In Butler and another v Butler and another  EWHC 1793 (Ch) a collector had amassed a collection of several hundred 17th century Chinese pots, valued at up to £8 million. He gave most of these to his four adult children in equal shares. This gift was made formally, by a deed, but the children themselves did not enter any written agreement governing their relationship with the collection.
The children preserved the collection for over 25 years while their father remained alive. When he died, two of the children (the Claimants) wished for the collection to be distributed amongst each of them, whereas the other two (the Defendants) wished to preserve the collection for scholarly study and exhibition. What happens to the collection in such circumstances and how does the Court decide?
Where co-owners of moveable property (“chattels”) disagree as to what should be done with it, they may seek an order from the Court under section 188(1) of the Law of Property Act 1925. This section gives the Court discretion to make an order as to whether such chattels should be divided and, if so, how they should be divided. However, a claimant wishing for the Court to make an order must first show that they have “a moiety or upwards” in the chattels, i.e. a half share or more.
In Butler the Claimants did establish that they had a half share. They then argued that the Court should make an order under s.188(1) that each of the children should take turns to select pots from the collection until there were no pots left. The Defendants argued that no order should be made so that the collection could be preserved. Alternatively, they argued that if the Court did make an order it should be that Claimants should sell their share to them (or should sell them such a portion of that share as the Defendants could afford).
In coming to his decision Judge Simon Barker QC, in the High Court, set out the general principles surrounding s.188(1):
- Its purpose is to enable the courts to do justice between co-owners when they are unable to agree what to do with their jointly owned property;
- It does not seek to protect the interest of those holding a minority interest;
- The criteria for determining how the property should be divided are very wide and not limited to commercial interests or the value of the property; and
- The court should take a flexible and case by case approach depending on the particular circumstances of the case.
In the particular circumstances of Butler, Judge Simon Barker QC found that each of the children should choose one item from the collection until there was nothing left in the collection. In doing so he considered the following factors to be significant:
- There was nothing in the original deed of gift that suggested that their father intended that the children preserve the collection. He had expressed a desire for this about 20 years later, but this had no legal significance.
- While the collection had unique academic, cultural and historical significance, the collection which Defendants could choose would still be large enough to be considered unique.
- Splitting the collection may diminish the value of the collection. However, there was only general evidence provided on this and the Defendants wished to preserve the collection so were unaffected by its financial value.
- There was insufficient evidence that the Claimants’ motives for the division of the collection were primarily financial, so an order for the Defendants to purchase their interest was unsatisfactory. There was also insufficient evidence that the Defendants could afford to do so.

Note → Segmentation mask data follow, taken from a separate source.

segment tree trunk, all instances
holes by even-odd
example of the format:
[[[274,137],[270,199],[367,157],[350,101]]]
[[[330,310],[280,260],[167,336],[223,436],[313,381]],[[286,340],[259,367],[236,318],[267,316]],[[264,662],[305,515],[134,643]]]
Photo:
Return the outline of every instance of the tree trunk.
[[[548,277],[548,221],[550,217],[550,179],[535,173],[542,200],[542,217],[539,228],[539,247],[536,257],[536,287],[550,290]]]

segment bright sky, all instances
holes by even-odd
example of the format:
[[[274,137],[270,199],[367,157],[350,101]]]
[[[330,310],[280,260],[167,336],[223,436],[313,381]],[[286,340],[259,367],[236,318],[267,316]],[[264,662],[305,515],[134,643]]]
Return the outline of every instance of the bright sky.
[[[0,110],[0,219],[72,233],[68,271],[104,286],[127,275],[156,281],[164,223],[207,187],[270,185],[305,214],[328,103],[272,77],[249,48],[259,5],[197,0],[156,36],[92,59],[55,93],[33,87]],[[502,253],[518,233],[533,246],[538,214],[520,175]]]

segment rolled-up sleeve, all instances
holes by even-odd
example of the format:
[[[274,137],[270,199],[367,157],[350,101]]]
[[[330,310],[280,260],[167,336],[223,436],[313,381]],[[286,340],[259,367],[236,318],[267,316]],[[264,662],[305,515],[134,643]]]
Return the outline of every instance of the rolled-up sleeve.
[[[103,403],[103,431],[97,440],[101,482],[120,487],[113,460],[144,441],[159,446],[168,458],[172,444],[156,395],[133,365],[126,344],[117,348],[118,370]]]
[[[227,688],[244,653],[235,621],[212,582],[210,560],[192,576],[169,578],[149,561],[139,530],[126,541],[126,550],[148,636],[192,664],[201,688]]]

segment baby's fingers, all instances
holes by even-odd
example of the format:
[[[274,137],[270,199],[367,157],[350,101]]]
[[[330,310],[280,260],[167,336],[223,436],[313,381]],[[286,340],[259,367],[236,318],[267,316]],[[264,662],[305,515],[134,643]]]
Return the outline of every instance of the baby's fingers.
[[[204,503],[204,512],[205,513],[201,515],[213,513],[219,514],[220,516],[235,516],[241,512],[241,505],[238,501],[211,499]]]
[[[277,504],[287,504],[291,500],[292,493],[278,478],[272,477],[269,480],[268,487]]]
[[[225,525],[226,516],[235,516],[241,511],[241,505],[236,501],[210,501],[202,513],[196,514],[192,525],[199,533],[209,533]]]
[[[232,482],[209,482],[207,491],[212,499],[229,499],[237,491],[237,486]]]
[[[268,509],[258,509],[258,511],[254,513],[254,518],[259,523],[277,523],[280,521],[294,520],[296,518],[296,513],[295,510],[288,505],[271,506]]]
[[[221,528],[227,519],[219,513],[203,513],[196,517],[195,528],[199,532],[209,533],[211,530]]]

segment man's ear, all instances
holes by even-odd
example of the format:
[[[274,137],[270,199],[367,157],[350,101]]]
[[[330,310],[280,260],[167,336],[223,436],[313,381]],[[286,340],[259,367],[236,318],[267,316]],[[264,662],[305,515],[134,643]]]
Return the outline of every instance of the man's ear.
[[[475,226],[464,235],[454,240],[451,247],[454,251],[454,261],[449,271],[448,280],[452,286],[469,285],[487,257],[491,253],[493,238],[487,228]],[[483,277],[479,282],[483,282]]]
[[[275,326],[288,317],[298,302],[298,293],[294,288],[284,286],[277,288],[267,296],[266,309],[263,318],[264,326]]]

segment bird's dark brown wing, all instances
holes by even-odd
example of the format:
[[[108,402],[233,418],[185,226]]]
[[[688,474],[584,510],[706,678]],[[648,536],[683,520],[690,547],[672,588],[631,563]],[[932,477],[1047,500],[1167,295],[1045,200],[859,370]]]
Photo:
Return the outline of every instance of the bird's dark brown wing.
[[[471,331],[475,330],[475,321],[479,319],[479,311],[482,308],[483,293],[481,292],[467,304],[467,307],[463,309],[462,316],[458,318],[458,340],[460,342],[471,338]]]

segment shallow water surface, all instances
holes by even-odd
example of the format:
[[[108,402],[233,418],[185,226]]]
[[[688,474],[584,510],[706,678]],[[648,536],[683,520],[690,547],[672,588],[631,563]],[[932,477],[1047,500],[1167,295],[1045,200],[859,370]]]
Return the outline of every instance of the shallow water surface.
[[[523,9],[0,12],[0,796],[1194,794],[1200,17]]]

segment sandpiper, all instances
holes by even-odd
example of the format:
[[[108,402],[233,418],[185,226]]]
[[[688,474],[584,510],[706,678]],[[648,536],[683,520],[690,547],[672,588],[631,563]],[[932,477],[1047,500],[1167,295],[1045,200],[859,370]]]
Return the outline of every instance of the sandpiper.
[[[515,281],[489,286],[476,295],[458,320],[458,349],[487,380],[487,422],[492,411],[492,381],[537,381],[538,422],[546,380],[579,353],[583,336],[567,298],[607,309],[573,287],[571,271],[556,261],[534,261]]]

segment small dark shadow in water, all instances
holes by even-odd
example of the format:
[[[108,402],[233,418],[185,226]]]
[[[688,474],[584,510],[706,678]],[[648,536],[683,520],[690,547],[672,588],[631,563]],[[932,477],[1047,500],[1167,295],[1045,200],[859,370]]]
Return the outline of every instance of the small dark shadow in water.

A factor which Judge Simon Barker QC determined was not significant was the tax consequences of the order. The Defendants estimated that if each of the siblings picked an item from the collection, they would each incur a capital gains tax bill of over £260,000 and therefore argued no order should be made. This was dismissed with short shrift by Judge Simon Barker QC, who stated “CGT is not a new tax… I do not regard CGT as a factor which should influence the decision I reach”.
It is questionable whether this approach to the tax consequences does justice between the co-owners. The Defendants may be left with a tax bill which, depending on their resources, may have to be paid out of sale proceeds of the very assets that they were looking to preserve. It is noteworthy that no “affirmative submissions as to the tax consequences” were given in Butler and that the estimate of £260,000 was only a given in a “worked example” in the closing submissions. Perhaps if more detail had been given then tax considerations would have had a greater weight.
Generally, Butler and the general principles surrounding s.188(1) that it refers to, show that a fact sensitive analysis is needed when co-owners disagree about what is to be done with their collections as to what division of the collection does justice between them. This can be avoided by planning ahead; if a person is considering leaving their art collection to their children, they should also encourage those children to come to an advance agreement as to what should be done with the collection.